2015-04-10 20:35:14 | 兵隊の道・仕事の話
 うちの母方のばあさんの島は、3月末日から4月の頭まで、ひじきの採取が許されていました。
 ひじきの採取は漁業法に規定される第一種共同漁業というやつで、地域の漁協に所属する組合員か、その海域に入会い(いりあい)の権利を持つ地元住民しか採取の許されないものです。まあ詳しくは、漁業法や山口県漁業調整規則を読んでみてください。
 島に住むうちのばあさんは当然入会の権利を有しており、私はその採取の手伝いを、小学校4年時から高校3年までやっていました。
 
 やることとしては、岩場をめぐってひじきを切り取り、これをコンテナ箱に入れて陸に運び、干す。

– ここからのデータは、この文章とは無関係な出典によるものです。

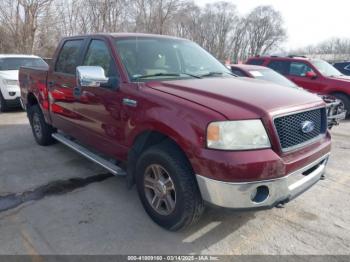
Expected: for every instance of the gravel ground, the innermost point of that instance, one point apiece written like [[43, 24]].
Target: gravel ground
[[99, 215]]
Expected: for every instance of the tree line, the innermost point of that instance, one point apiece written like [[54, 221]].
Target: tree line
[[35, 26]]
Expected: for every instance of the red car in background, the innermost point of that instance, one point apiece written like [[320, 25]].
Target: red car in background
[[315, 75], [335, 108]]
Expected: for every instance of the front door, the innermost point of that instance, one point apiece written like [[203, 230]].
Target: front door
[[99, 108], [61, 83]]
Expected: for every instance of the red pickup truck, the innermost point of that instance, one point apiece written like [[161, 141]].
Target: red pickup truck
[[315, 75], [178, 124]]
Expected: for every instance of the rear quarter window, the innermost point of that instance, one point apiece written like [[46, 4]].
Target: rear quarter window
[[255, 61]]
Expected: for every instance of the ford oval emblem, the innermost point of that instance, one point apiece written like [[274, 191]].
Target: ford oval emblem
[[307, 127]]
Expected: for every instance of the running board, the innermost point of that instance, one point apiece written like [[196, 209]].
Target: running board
[[114, 169]]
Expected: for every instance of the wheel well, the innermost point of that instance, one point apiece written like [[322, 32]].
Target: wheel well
[[31, 100], [141, 144]]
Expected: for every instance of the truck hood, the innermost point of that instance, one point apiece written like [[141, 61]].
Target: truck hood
[[239, 98], [344, 79], [9, 75]]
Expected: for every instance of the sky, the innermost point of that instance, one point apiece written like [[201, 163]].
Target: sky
[[307, 22]]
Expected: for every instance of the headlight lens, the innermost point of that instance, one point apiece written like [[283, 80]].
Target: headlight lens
[[11, 82], [237, 135]]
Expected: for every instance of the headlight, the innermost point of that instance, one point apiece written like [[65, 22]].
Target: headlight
[[11, 82], [237, 135]]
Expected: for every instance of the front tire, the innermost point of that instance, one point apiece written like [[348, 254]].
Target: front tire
[[41, 130], [167, 187]]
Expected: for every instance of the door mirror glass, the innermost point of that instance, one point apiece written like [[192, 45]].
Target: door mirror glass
[[91, 76], [311, 74]]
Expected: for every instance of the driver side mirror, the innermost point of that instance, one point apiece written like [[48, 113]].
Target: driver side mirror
[[311, 75], [91, 76]]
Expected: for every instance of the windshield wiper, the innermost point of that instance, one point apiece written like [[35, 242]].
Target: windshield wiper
[[166, 74], [216, 74], [158, 74], [195, 76]]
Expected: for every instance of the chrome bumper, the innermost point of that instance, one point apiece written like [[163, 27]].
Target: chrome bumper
[[261, 194]]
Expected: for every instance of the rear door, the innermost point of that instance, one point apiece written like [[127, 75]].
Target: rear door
[[61, 83]]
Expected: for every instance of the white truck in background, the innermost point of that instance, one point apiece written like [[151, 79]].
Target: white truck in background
[[9, 86]]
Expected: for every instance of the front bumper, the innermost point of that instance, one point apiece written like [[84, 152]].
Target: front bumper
[[262, 194]]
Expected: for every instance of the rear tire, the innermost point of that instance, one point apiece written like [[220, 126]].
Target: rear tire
[[41, 130], [179, 191], [3, 105], [346, 101]]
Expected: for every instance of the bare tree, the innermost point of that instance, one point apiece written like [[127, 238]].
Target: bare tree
[[29, 26], [265, 30]]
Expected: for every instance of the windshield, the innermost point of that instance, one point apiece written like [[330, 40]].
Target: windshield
[[158, 58], [272, 76], [325, 68], [16, 63]]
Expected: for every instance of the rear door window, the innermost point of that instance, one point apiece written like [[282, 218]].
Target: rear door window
[[281, 67], [68, 58], [299, 69], [98, 55]]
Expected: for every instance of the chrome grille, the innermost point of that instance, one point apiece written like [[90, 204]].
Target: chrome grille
[[289, 128]]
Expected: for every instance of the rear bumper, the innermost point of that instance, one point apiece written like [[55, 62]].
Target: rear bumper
[[262, 194], [13, 102]]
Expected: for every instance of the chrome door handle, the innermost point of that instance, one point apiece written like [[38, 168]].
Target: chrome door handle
[[129, 102]]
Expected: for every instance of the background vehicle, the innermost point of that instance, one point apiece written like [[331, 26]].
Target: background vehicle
[[315, 75], [9, 86], [335, 108], [180, 126], [343, 67]]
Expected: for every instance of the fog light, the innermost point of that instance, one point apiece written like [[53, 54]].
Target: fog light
[[260, 194]]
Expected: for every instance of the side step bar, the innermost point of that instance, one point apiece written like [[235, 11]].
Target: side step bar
[[114, 169]]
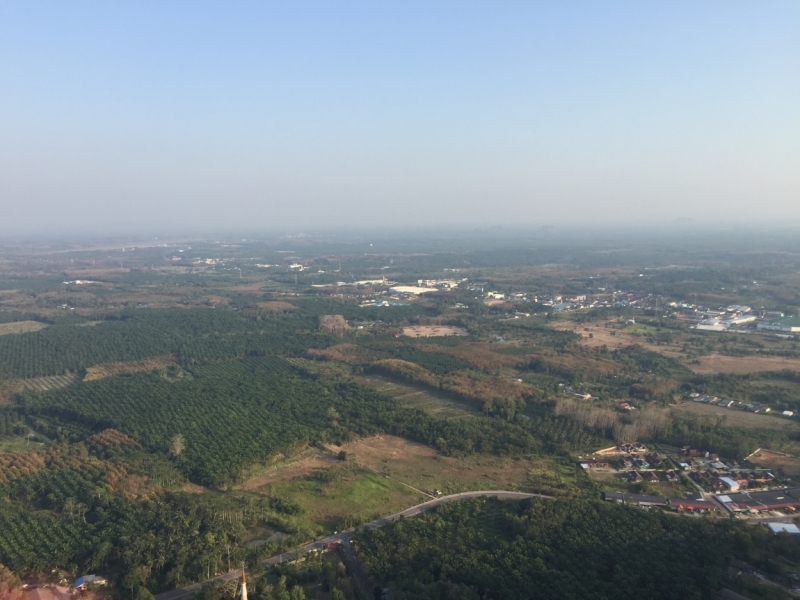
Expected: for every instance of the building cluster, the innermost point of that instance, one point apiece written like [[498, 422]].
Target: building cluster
[[735, 405], [774, 501], [696, 505]]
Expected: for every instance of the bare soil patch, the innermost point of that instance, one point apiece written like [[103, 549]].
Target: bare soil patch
[[706, 365], [424, 468], [333, 323], [276, 306], [296, 470], [433, 331], [601, 335], [789, 465], [122, 368], [21, 327], [717, 363], [739, 418]]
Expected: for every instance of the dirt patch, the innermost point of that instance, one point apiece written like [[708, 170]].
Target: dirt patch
[[122, 368], [717, 363], [739, 418], [434, 331], [333, 323], [714, 363], [425, 469], [276, 306], [21, 327], [372, 452], [287, 472], [788, 465]]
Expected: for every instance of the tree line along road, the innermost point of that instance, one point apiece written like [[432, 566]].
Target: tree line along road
[[343, 537]]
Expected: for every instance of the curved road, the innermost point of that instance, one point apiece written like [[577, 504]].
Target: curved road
[[344, 536]]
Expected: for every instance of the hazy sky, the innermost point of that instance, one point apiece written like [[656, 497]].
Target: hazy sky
[[190, 115]]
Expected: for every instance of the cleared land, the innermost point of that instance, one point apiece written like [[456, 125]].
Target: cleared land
[[739, 418], [425, 469], [21, 327], [789, 465], [418, 397], [42, 384], [717, 363], [433, 331], [122, 368]]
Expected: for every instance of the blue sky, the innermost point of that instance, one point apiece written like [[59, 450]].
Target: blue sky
[[188, 115]]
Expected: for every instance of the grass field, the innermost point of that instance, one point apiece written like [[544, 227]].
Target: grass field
[[42, 384], [710, 364], [9, 445], [739, 418], [21, 327], [425, 469], [344, 495], [417, 397]]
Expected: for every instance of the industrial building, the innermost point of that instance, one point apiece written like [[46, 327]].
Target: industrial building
[[785, 325]]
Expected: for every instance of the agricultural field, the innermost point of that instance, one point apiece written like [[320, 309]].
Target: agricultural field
[[680, 345], [222, 412], [21, 327], [434, 331], [740, 418], [782, 463], [422, 398]]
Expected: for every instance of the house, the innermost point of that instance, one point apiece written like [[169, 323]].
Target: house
[[635, 499], [789, 528], [83, 581], [692, 505]]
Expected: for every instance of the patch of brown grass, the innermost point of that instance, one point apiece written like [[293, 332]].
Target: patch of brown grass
[[739, 418], [433, 331], [333, 323], [276, 306], [717, 363], [124, 368], [295, 470], [346, 353], [783, 463], [21, 327], [480, 354]]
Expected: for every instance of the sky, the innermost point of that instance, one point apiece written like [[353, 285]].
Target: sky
[[125, 117]]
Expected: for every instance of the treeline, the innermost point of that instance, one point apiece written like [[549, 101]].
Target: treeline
[[560, 549], [235, 412], [74, 510]]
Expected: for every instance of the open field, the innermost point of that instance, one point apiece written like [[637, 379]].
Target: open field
[[344, 495], [424, 468], [123, 368], [711, 364], [739, 418], [433, 331], [309, 462], [417, 397], [21, 327], [42, 384], [789, 465], [717, 363], [9, 445]]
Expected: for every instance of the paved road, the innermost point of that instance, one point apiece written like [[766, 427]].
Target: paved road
[[343, 537]]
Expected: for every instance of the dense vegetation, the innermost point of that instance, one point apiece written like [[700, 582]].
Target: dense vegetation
[[191, 335], [232, 413], [559, 549]]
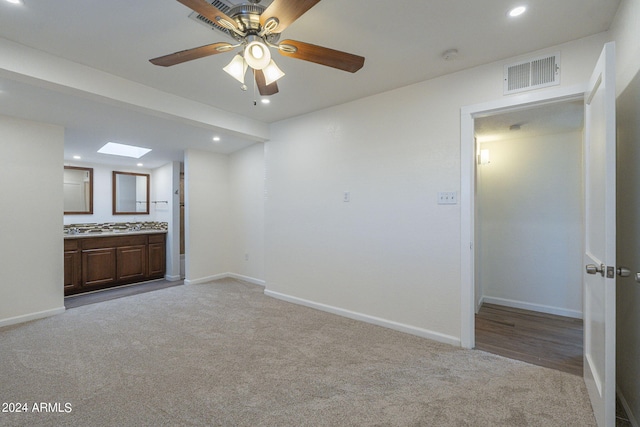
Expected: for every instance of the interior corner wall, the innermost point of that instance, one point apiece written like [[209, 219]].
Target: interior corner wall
[[626, 33], [31, 246], [530, 223], [391, 254], [207, 234], [246, 204], [165, 192]]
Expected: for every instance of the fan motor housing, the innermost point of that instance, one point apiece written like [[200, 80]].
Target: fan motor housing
[[247, 15]]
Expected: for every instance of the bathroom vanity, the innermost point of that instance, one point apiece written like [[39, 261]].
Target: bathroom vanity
[[94, 261]]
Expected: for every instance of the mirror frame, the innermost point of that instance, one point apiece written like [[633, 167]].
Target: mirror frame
[[90, 211], [115, 196]]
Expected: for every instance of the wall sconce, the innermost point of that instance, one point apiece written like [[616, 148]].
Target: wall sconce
[[483, 159]]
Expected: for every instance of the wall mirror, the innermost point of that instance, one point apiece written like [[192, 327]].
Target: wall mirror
[[130, 193], [78, 190]]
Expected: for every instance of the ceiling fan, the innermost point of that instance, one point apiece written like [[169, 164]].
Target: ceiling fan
[[256, 29]]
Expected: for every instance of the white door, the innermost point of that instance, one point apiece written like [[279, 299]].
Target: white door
[[600, 239]]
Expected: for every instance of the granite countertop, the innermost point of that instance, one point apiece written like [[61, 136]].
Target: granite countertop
[[111, 233]]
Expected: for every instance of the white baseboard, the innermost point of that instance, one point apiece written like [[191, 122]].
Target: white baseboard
[[253, 280], [533, 307], [31, 316], [206, 279], [227, 275], [479, 304], [627, 409], [424, 333]]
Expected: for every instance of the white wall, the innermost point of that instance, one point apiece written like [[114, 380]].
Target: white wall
[[626, 33], [530, 220], [102, 196], [207, 222], [246, 204], [165, 187], [31, 245], [392, 254]]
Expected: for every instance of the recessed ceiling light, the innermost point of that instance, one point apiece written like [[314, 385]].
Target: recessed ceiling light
[[123, 150], [517, 11]]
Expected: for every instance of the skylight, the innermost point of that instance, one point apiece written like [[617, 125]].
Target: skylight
[[123, 150]]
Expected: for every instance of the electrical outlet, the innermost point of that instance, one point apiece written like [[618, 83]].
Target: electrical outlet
[[448, 198]]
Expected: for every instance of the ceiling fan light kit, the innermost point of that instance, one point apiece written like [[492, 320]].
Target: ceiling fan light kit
[[258, 28], [257, 54]]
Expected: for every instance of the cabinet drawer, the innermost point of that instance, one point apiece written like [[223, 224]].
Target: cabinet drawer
[[114, 241], [156, 238], [70, 244]]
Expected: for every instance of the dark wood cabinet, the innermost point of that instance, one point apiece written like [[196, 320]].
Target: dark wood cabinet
[[72, 266], [92, 263], [132, 262], [98, 267], [157, 254]]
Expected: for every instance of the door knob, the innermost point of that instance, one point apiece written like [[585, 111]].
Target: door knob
[[593, 269], [624, 272]]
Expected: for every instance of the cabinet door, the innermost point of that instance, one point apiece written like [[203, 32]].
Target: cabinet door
[[156, 260], [132, 262], [98, 266], [72, 271]]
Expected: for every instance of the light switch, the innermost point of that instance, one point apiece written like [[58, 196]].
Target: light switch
[[448, 198]]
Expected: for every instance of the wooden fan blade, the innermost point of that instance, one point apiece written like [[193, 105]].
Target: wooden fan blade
[[189, 54], [324, 56], [209, 11], [286, 11], [263, 87]]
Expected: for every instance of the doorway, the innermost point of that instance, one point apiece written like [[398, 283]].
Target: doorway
[[523, 110], [528, 245]]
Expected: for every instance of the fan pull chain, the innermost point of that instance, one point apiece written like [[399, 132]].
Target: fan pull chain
[[255, 101]]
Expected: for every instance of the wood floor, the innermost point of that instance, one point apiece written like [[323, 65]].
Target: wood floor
[[537, 338]]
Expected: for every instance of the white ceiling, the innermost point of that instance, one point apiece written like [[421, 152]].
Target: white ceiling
[[545, 119], [402, 41]]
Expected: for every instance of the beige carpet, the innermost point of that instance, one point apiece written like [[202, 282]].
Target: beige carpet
[[224, 354]]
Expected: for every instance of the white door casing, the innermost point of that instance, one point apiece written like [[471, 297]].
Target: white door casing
[[599, 289]]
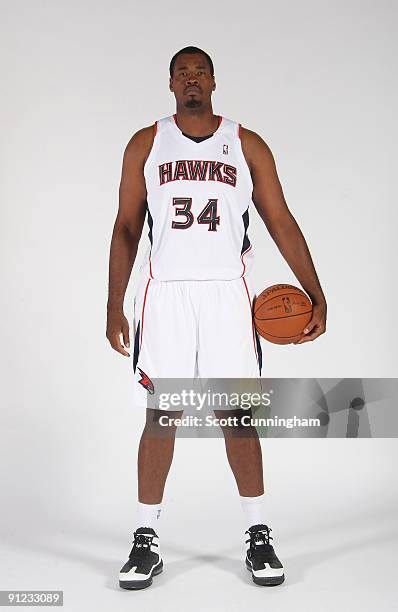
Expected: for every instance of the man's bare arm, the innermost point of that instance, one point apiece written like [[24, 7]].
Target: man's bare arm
[[126, 235], [271, 205]]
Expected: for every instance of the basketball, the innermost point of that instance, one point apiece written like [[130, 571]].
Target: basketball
[[281, 312]]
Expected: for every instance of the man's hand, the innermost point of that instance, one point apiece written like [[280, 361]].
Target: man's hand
[[316, 326], [117, 327]]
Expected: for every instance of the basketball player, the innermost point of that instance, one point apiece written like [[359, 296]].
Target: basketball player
[[193, 175]]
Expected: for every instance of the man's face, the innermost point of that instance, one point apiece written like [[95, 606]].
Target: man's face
[[192, 82]]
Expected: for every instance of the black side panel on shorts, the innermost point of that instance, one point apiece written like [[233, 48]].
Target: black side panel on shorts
[[136, 346], [246, 241], [150, 224]]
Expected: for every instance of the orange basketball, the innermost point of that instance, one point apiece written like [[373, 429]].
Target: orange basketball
[[281, 312]]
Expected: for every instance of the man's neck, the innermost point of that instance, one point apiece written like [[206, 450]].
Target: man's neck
[[196, 123]]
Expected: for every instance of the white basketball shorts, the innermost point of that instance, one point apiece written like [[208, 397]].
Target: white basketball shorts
[[193, 329]]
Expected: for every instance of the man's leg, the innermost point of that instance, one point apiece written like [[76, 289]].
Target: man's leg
[[244, 454], [155, 456]]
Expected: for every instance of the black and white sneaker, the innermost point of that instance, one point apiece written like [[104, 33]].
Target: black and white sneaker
[[144, 560], [261, 559]]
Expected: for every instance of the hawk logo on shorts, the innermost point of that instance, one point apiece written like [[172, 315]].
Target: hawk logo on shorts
[[146, 382]]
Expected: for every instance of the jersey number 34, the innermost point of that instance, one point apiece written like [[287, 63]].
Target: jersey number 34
[[207, 216]]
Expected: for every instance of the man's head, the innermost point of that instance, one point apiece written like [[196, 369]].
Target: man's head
[[192, 77]]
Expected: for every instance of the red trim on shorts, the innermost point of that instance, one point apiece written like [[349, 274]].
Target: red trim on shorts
[[243, 263], [253, 328], [150, 267], [143, 308]]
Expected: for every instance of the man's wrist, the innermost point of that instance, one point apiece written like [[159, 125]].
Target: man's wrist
[[114, 306]]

 口で言うのは簡単ですが、これがまた力のいる仕事でしてね。
 ひじきを切るのはばあさんの仕事。これは根元を必ず残すように取らないとダメとかで、私たちガキどもにはやらせてもらえませんでした。
 ばあさんが切ったひじきを回収し、コンテナ箱に入れる。箱いっぱいにひじきを入れると、総重量は約20キロほど。これを抱えて、岩場から岩場を移動します。最長で1キロ程度。知恵のない小学生の頃は、これを延々とやっていました。中学生になった頃には多少知恵がつき、海岸に打ち上がった廃材で筏を組み、これにコンテナ箱を乗せて海沿いを移動させるようになりました。大量輸送は可能になりましたが、なにしろ海に浮かべた筏を移動させますので、一日中水の中をジャブジャブ移動してるわけです。これはこれで腹も冷えますし、結構足腰には負担がかかりました。
 当時は私もまだ若かったので、ばあさんのおいしいご飯を食べてひと晩寝れば、またすぐ早朝から日暮れまで働ける、というほどの回復力がありましたが、それにしてもすごいのは当時のばあさんです。
 私がひじきの手伝いを始めた昭和61年当時、ばあさんは62歳。私が最後に手伝いをした平成7年には、ばあさんは71歳。その年齢で私より重労働をし、しかも私に食わせる飯まで作っていたのです。
 もっとすごいのは、満潮でひじきをあまり取れない時間帯には、海岸近くにある自分のふき畑でふきの収穫!すごいとしか言いようがありません。どんだけ体力があったのでしょうか。私の仕事はそのふきを巨大な手押し車に積んで、3キロ離れた家まで輸送することでした。
 そんなパワフルなばあさんのパワフルな働きに引っ張られたおかげで、全身の供応力と重心の低さ、そして伸びない身長(泣)と痩せにくい体(泣、泣)を手に入れることができました。
 春休みいっぱい働いて、いくらかの小遣いをもらってまた柳井に戻るとき、何とも言えない充実感と寂しさを覚えたものです。

 春になると、田舎の岩場にはひじきがたくさん姿を現します。
 いまは取ることもできなくなりましたが、あのとき一日中海に入って、気合と体力で運んだひじき。働くことの厳しさと楽しさを教えてくれたひじき。
 春になって海でその姿を見るたびに懐かしく思い出します。